How Condo Corporations Are Run Under Ontario Law

Ontario is in the midst of a condo boom and as a condo owner you need to learn about your rights and responsibilities. Some laws are there to protect you and some are there to protect your residents. Either way, as a condo owner, you have a lot of responsibility on your shoulders. Familiarizing yourself with existing laws and knowing when it’s important to consult a condominium lawyer are keys to success.

The Condo Board

Each condo unit participates in a condo corporation and is allowed votes in board meetings (one vote per unit, not per owner). The board of directors is elected and makes decisions on behalf of the owners. The corporation is responsible for matters such as the property, finances, corporation records, reserve funds and any other related issues. Be sure to consult with an attorney if you need assistance with condo corporation set up.

After a condo corporation has been created an annual general meeting must be held within three months. Owners have the right to vote on any major decisions.

Disputes and Resident Accommodations

Conflict and disputes happen when you are running a condominium. There are several steps owners may take when resolving conflict. They may to speak at the next board meeting or the annual general meeting. Owners may also call a special owners’ meeting. They need 15% of the units to sign a petition in order to set this up.

In addition, managing a condo also means accommodating new renters. For example, if your new resident has a disability and is unable to climb stairs, the condo corporation must build an access ramp even if this access ramp will only be utilized by this one resident.
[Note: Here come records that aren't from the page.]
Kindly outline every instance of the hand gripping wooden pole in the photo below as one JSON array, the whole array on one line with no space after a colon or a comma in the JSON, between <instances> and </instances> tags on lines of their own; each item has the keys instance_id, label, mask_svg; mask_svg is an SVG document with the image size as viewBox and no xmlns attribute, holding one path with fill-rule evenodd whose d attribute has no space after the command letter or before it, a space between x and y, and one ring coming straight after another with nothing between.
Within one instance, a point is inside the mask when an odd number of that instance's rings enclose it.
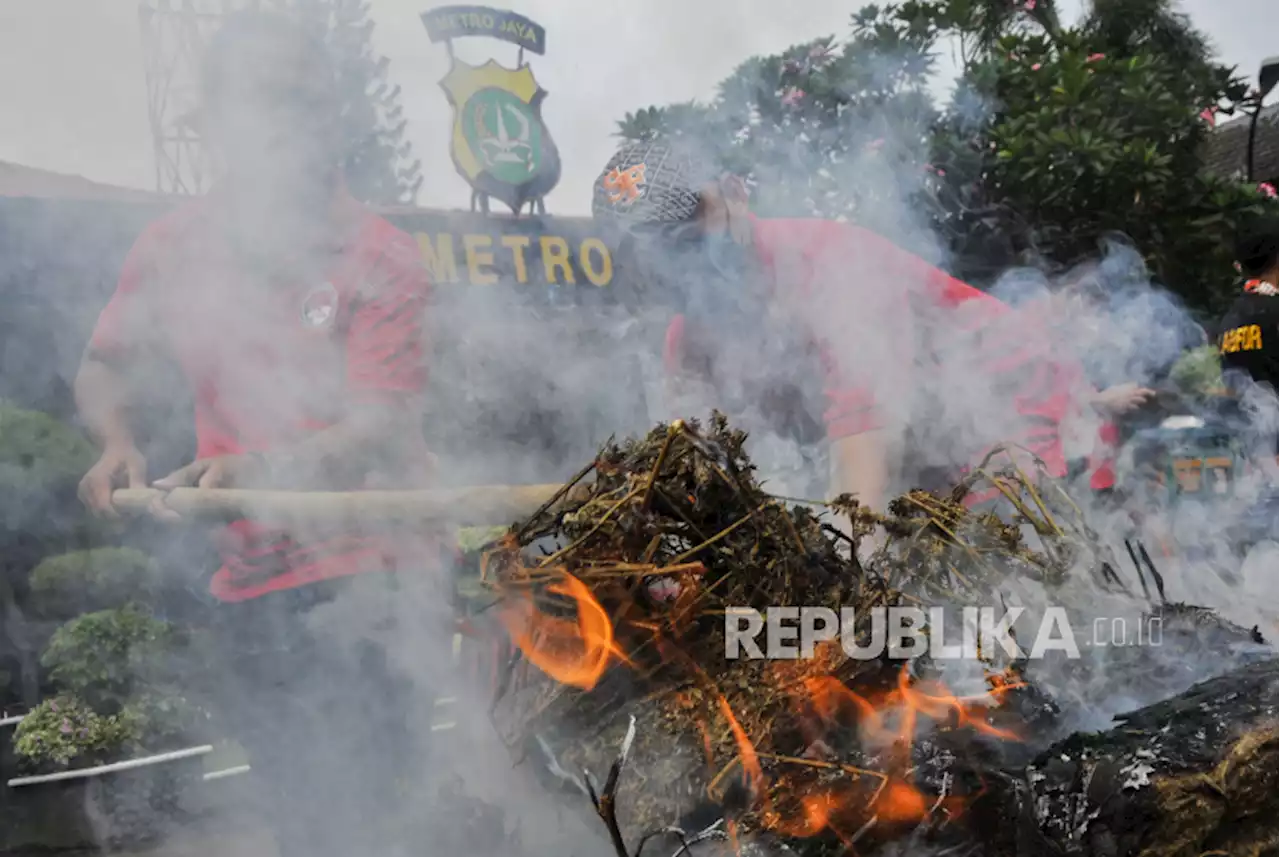
<instances>
[{"instance_id":1,"label":"hand gripping wooden pole","mask_svg":"<svg viewBox=\"0 0 1280 857\"><path fill-rule=\"evenodd\" d=\"M157 499L183 518L250 518L264 526L506 527L538 512L563 485L488 485L431 491L250 491L122 489L111 503L145 513Z\"/></svg>"}]
</instances>

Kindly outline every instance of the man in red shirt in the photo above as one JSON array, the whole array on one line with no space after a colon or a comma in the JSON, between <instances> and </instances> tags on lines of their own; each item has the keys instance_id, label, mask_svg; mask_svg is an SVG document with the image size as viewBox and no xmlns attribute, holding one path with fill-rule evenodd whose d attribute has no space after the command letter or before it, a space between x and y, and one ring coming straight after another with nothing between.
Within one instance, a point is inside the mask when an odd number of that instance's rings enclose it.
<instances>
[{"instance_id":1,"label":"man in red shirt","mask_svg":"<svg viewBox=\"0 0 1280 857\"><path fill-rule=\"evenodd\" d=\"M287 17L242 13L202 86L221 177L146 228L97 321L76 393L102 455L81 496L114 515L113 489L146 484L127 409L155 354L195 395L197 441L159 487L421 485L428 283L413 242L344 189L326 49ZM406 688L372 625L425 577L433 544L238 521L218 546L229 677L215 714L250 751L282 853L370 853L412 759Z\"/></svg>"},{"instance_id":2,"label":"man in red shirt","mask_svg":"<svg viewBox=\"0 0 1280 857\"><path fill-rule=\"evenodd\" d=\"M678 145L622 148L593 208L622 228L620 267L684 304L664 345L682 399L672 409L716 404L736 416L772 395L792 422L796 411L822 414L828 496L851 492L870 508L888 500L895 476L914 478L900 469L900 440L922 426L928 400L968 409L941 414L947 464L1012 440L1065 473L1059 426L1070 397L1043 339L995 298L867 229L754 217L740 182ZM780 386L797 393L773 395Z\"/></svg>"}]
</instances>

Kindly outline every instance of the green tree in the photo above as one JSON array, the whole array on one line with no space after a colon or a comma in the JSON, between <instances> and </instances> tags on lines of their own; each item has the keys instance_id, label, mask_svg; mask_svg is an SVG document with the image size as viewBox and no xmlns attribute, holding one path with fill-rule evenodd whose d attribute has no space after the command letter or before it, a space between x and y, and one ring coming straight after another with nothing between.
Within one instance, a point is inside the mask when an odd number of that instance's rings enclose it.
<instances>
[{"instance_id":1,"label":"green tree","mask_svg":"<svg viewBox=\"0 0 1280 857\"><path fill-rule=\"evenodd\" d=\"M925 3L868 6L846 40L750 59L712 101L630 113L618 136L694 138L749 179L762 214L882 221L928 156L936 18Z\"/></svg>"},{"instance_id":2,"label":"green tree","mask_svg":"<svg viewBox=\"0 0 1280 857\"><path fill-rule=\"evenodd\" d=\"M422 185L421 161L404 138L408 123L401 88L387 79L389 60L372 47L370 0L300 0L297 8L324 28L338 58L351 192L375 205L412 203Z\"/></svg>"},{"instance_id":3,"label":"green tree","mask_svg":"<svg viewBox=\"0 0 1280 857\"><path fill-rule=\"evenodd\" d=\"M960 274L1069 266L1123 233L1158 281L1220 308L1230 238L1267 201L1204 168L1212 113L1238 109L1247 86L1190 22L1167 0L1096 0L1071 28L1050 0L951 0L938 12L941 27L966 35L934 136L937 221Z\"/></svg>"},{"instance_id":4,"label":"green tree","mask_svg":"<svg viewBox=\"0 0 1280 857\"><path fill-rule=\"evenodd\" d=\"M938 113L925 87L943 38L963 74ZM1012 265L1065 269L1121 233L1161 283L1216 311L1231 234L1274 205L1204 169L1208 118L1245 91L1169 0L1094 0L1071 27L1052 0L910 0L856 13L842 43L748 60L707 104L627 114L618 132L714 147L755 183L762 214L882 230L927 216L978 285Z\"/></svg>"}]
</instances>

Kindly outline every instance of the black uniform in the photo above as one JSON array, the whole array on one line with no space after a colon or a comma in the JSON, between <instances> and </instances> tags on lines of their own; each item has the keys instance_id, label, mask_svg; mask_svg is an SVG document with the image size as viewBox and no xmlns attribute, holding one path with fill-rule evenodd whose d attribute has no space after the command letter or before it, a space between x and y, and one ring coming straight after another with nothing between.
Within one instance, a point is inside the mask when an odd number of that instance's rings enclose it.
<instances>
[{"instance_id":1,"label":"black uniform","mask_svg":"<svg viewBox=\"0 0 1280 857\"><path fill-rule=\"evenodd\" d=\"M1280 389L1280 294L1254 283L1222 317L1219 349L1222 368Z\"/></svg>"}]
</instances>

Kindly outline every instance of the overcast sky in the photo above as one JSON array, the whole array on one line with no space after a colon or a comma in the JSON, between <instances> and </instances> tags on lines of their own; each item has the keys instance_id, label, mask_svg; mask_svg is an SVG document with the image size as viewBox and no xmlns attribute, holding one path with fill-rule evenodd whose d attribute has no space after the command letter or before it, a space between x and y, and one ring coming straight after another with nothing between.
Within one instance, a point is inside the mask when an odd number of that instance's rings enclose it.
<instances>
[{"instance_id":1,"label":"overcast sky","mask_svg":"<svg viewBox=\"0 0 1280 857\"><path fill-rule=\"evenodd\" d=\"M1065 0L1068 14L1082 0ZM449 161L448 72L419 15L433 0L372 0L378 49L403 88L424 162L420 202L463 207L468 188ZM649 104L701 98L744 58L842 35L861 0L509 0L544 24L547 56L531 59L549 91L544 115L564 161L552 214L580 214L608 159L614 123ZM1221 56L1247 73L1280 54L1280 0L1184 0ZM472 41L462 54L515 60ZM943 59L943 65L950 63ZM940 87L945 81L940 82ZM155 185L136 0L0 0L0 160L140 188Z\"/></svg>"}]
</instances>

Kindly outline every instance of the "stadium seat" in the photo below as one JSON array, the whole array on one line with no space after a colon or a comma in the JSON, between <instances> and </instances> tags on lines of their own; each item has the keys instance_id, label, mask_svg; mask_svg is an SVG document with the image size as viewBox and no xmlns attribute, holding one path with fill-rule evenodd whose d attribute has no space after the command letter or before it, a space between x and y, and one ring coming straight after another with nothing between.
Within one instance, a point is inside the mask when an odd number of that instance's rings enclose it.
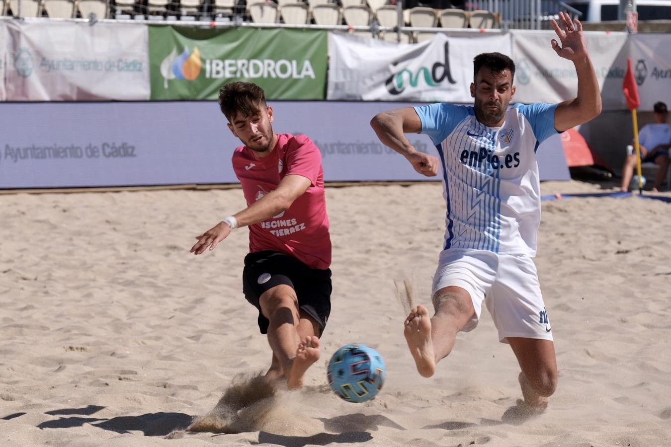
<instances>
[{"instance_id":1,"label":"stadium seat","mask_svg":"<svg viewBox=\"0 0 671 447\"><path fill-rule=\"evenodd\" d=\"M115 0L114 13L115 15L120 12L135 13L135 0Z\"/></svg>"},{"instance_id":2,"label":"stadium seat","mask_svg":"<svg viewBox=\"0 0 671 447\"><path fill-rule=\"evenodd\" d=\"M345 23L350 26L368 26L373 15L367 5L352 5L342 9Z\"/></svg>"},{"instance_id":3,"label":"stadium seat","mask_svg":"<svg viewBox=\"0 0 671 447\"><path fill-rule=\"evenodd\" d=\"M231 15L236 0L214 0L214 13Z\"/></svg>"},{"instance_id":4,"label":"stadium seat","mask_svg":"<svg viewBox=\"0 0 671 447\"><path fill-rule=\"evenodd\" d=\"M152 14L165 14L168 12L168 5L170 0L147 0L147 13Z\"/></svg>"},{"instance_id":5,"label":"stadium seat","mask_svg":"<svg viewBox=\"0 0 671 447\"><path fill-rule=\"evenodd\" d=\"M431 8L417 7L410 9L410 25L433 28L438 24L438 16Z\"/></svg>"},{"instance_id":6,"label":"stadium seat","mask_svg":"<svg viewBox=\"0 0 671 447\"><path fill-rule=\"evenodd\" d=\"M108 7L107 0L79 0L77 3L79 13L85 19L91 14L99 19L107 18Z\"/></svg>"},{"instance_id":7,"label":"stadium seat","mask_svg":"<svg viewBox=\"0 0 671 447\"><path fill-rule=\"evenodd\" d=\"M462 9L443 9L440 16L440 25L444 28L468 28L468 13Z\"/></svg>"},{"instance_id":8,"label":"stadium seat","mask_svg":"<svg viewBox=\"0 0 671 447\"><path fill-rule=\"evenodd\" d=\"M71 19L74 15L72 0L44 0L42 5L47 15L52 19Z\"/></svg>"},{"instance_id":9,"label":"stadium seat","mask_svg":"<svg viewBox=\"0 0 671 447\"><path fill-rule=\"evenodd\" d=\"M276 23L279 18L277 4L259 1L247 5L252 20L256 23Z\"/></svg>"},{"instance_id":10,"label":"stadium seat","mask_svg":"<svg viewBox=\"0 0 671 447\"><path fill-rule=\"evenodd\" d=\"M348 6L359 6L366 5L366 0L340 0L340 4L344 9Z\"/></svg>"},{"instance_id":11,"label":"stadium seat","mask_svg":"<svg viewBox=\"0 0 671 447\"><path fill-rule=\"evenodd\" d=\"M289 25L305 25L310 21L310 9L306 3L285 3L280 7L280 15Z\"/></svg>"},{"instance_id":12,"label":"stadium seat","mask_svg":"<svg viewBox=\"0 0 671 447\"><path fill-rule=\"evenodd\" d=\"M340 25L342 13L336 3L318 3L312 7L312 17L317 25Z\"/></svg>"},{"instance_id":13,"label":"stadium seat","mask_svg":"<svg viewBox=\"0 0 671 447\"><path fill-rule=\"evenodd\" d=\"M42 8L38 0L23 0L21 2L21 17L40 17ZM9 9L16 16L19 13L19 0L9 0Z\"/></svg>"},{"instance_id":14,"label":"stadium seat","mask_svg":"<svg viewBox=\"0 0 671 447\"><path fill-rule=\"evenodd\" d=\"M366 3L368 3L371 12L374 14L376 11L386 4L386 0L366 0Z\"/></svg>"},{"instance_id":15,"label":"stadium seat","mask_svg":"<svg viewBox=\"0 0 671 447\"><path fill-rule=\"evenodd\" d=\"M470 14L468 22L472 28L490 29L497 24L497 16L488 11L473 11Z\"/></svg>"},{"instance_id":16,"label":"stadium seat","mask_svg":"<svg viewBox=\"0 0 671 447\"><path fill-rule=\"evenodd\" d=\"M199 15L205 0L179 0L179 10L182 15Z\"/></svg>"},{"instance_id":17,"label":"stadium seat","mask_svg":"<svg viewBox=\"0 0 671 447\"><path fill-rule=\"evenodd\" d=\"M399 11L394 5L384 5L380 7L375 11L375 16L380 26L394 27L399 25ZM403 18L403 25L405 25L405 17Z\"/></svg>"},{"instance_id":18,"label":"stadium seat","mask_svg":"<svg viewBox=\"0 0 671 447\"><path fill-rule=\"evenodd\" d=\"M329 0L307 0L307 4L310 6L310 8L313 8L317 5L338 5L334 2L329 1Z\"/></svg>"}]
</instances>

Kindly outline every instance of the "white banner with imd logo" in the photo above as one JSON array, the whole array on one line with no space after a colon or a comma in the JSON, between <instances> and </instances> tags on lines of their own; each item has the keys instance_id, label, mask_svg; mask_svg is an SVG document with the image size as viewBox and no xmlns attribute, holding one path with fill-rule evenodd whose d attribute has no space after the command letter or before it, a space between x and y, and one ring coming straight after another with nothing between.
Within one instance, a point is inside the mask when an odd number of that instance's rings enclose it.
<instances>
[{"instance_id":1,"label":"white banner with imd logo","mask_svg":"<svg viewBox=\"0 0 671 447\"><path fill-rule=\"evenodd\" d=\"M571 61L552 49L554 31L515 31L512 58L515 62L515 103L555 104L576 97L578 77ZM601 88L604 110L624 104L622 80L627 67L627 34L585 32L585 40ZM624 61L624 70L616 61Z\"/></svg>"},{"instance_id":2,"label":"white banner with imd logo","mask_svg":"<svg viewBox=\"0 0 671 447\"><path fill-rule=\"evenodd\" d=\"M510 54L511 45L499 33L407 45L330 33L327 99L470 103L473 58L483 49Z\"/></svg>"},{"instance_id":3,"label":"white banner with imd logo","mask_svg":"<svg viewBox=\"0 0 671 447\"><path fill-rule=\"evenodd\" d=\"M146 25L3 23L7 101L149 99Z\"/></svg>"},{"instance_id":4,"label":"white banner with imd logo","mask_svg":"<svg viewBox=\"0 0 671 447\"><path fill-rule=\"evenodd\" d=\"M652 111L657 101L671 107L671 34L634 34L629 45L641 99L639 110ZM626 64L625 60L625 70Z\"/></svg>"}]
</instances>

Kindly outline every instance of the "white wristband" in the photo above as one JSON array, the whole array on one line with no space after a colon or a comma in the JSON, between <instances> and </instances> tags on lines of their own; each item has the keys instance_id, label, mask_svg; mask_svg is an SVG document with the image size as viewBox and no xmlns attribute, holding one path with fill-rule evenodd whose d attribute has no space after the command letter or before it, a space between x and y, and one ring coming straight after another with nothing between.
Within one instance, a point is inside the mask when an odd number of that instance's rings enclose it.
<instances>
[{"instance_id":1,"label":"white wristband","mask_svg":"<svg viewBox=\"0 0 671 447\"><path fill-rule=\"evenodd\" d=\"M221 222L223 222L230 227L231 230L235 230L238 228L238 219L233 216L229 216L228 217L224 218L223 220L221 220Z\"/></svg>"}]
</instances>

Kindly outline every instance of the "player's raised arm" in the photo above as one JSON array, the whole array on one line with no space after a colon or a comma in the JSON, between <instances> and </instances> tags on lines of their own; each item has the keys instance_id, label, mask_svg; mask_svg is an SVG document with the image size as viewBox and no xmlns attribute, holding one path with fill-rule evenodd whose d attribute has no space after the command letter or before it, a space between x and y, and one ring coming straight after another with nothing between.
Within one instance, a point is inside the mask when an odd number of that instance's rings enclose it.
<instances>
[{"instance_id":1,"label":"player's raised arm","mask_svg":"<svg viewBox=\"0 0 671 447\"><path fill-rule=\"evenodd\" d=\"M427 177L438 174L438 159L417 152L406 138L405 133L421 131L421 120L412 107L382 112L370 120L370 126L382 143L405 157L415 170Z\"/></svg>"},{"instance_id":2,"label":"player's raised arm","mask_svg":"<svg viewBox=\"0 0 671 447\"><path fill-rule=\"evenodd\" d=\"M601 94L582 25L577 19L571 21L568 14L559 13L560 23L552 20L560 43L552 40L552 48L560 57L573 62L578 74L578 96L559 104L554 116L554 127L559 131L568 130L596 118L601 113ZM561 45L560 45L561 44Z\"/></svg>"}]
</instances>

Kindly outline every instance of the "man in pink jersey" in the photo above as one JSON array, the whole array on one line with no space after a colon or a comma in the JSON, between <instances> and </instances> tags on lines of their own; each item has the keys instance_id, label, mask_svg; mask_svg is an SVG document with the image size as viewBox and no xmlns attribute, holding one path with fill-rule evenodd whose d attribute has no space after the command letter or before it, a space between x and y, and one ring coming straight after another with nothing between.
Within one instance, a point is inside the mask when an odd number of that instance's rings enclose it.
<instances>
[{"instance_id":1,"label":"man in pink jersey","mask_svg":"<svg viewBox=\"0 0 671 447\"><path fill-rule=\"evenodd\" d=\"M331 312L331 238L321 154L304 135L275 133L263 90L233 82L219 94L228 128L244 145L233 168L248 207L196 239L191 252L213 250L238 227L249 227L243 292L258 309L272 361L266 376L289 389L319 358L319 338Z\"/></svg>"}]
</instances>

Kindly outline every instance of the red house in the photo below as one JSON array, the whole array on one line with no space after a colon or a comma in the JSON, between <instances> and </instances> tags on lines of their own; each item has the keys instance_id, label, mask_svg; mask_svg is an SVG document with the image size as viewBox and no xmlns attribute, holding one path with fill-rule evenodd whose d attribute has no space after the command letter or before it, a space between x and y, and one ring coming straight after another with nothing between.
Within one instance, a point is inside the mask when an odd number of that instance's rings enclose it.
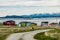
<instances>
[{"instance_id":1,"label":"red house","mask_svg":"<svg viewBox=\"0 0 60 40\"><path fill-rule=\"evenodd\" d=\"M13 26L13 25L15 25L15 21L9 20L9 21L3 22L3 25L10 25L10 26Z\"/></svg>"}]
</instances>

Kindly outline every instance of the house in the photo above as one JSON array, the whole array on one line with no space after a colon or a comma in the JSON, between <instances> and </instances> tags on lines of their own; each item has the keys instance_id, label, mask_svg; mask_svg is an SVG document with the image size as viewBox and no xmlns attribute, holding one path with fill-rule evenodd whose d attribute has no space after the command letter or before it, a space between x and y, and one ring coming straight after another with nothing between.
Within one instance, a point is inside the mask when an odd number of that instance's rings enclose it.
<instances>
[{"instance_id":1,"label":"house","mask_svg":"<svg viewBox=\"0 0 60 40\"><path fill-rule=\"evenodd\" d=\"M18 26L21 26L21 27L27 26L27 27L29 27L29 26L37 26L37 24L36 23L32 23L32 22L20 22L18 24Z\"/></svg>"},{"instance_id":2,"label":"house","mask_svg":"<svg viewBox=\"0 0 60 40\"><path fill-rule=\"evenodd\" d=\"M3 22L3 25L13 26L13 25L15 25L15 21L13 21L13 20L5 21L5 22Z\"/></svg>"},{"instance_id":3,"label":"house","mask_svg":"<svg viewBox=\"0 0 60 40\"><path fill-rule=\"evenodd\" d=\"M48 26L48 22L41 22L41 26Z\"/></svg>"},{"instance_id":4,"label":"house","mask_svg":"<svg viewBox=\"0 0 60 40\"><path fill-rule=\"evenodd\" d=\"M49 24L49 26L57 26L57 25L58 23L54 23L54 22Z\"/></svg>"}]
</instances>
Condo Management and Consulting an Attorney

Recently, Ontario overhauled its rules regarding managing condominiums. The province now plans to require condo boards to provide more financial disclosure to owners and potential buyers and require education for condo directors. The training and education meant for condo directors revolve around the complex rules for condo living. This is meant to reduce mismanagement of condo boards.

When running a condo board, it’s important to have a lawyer on hand when making decisions. They can assist with financial and contractual issues and act as a consultant when making difficult decisions. In addition, if you must turn to mediation as a step during conflict resolution you may want to involve a lawyer who can best protect your interests.

According to the newest rules released by Ontario two new condo authorities will be created. One will license and regulate the 2,500 property managers within the province area and the other will resolve disputes between condo boards and their owners. The new resolution service is meant to be far less expensive than resolving disputes in the court system and will be less expensive for everyone involved.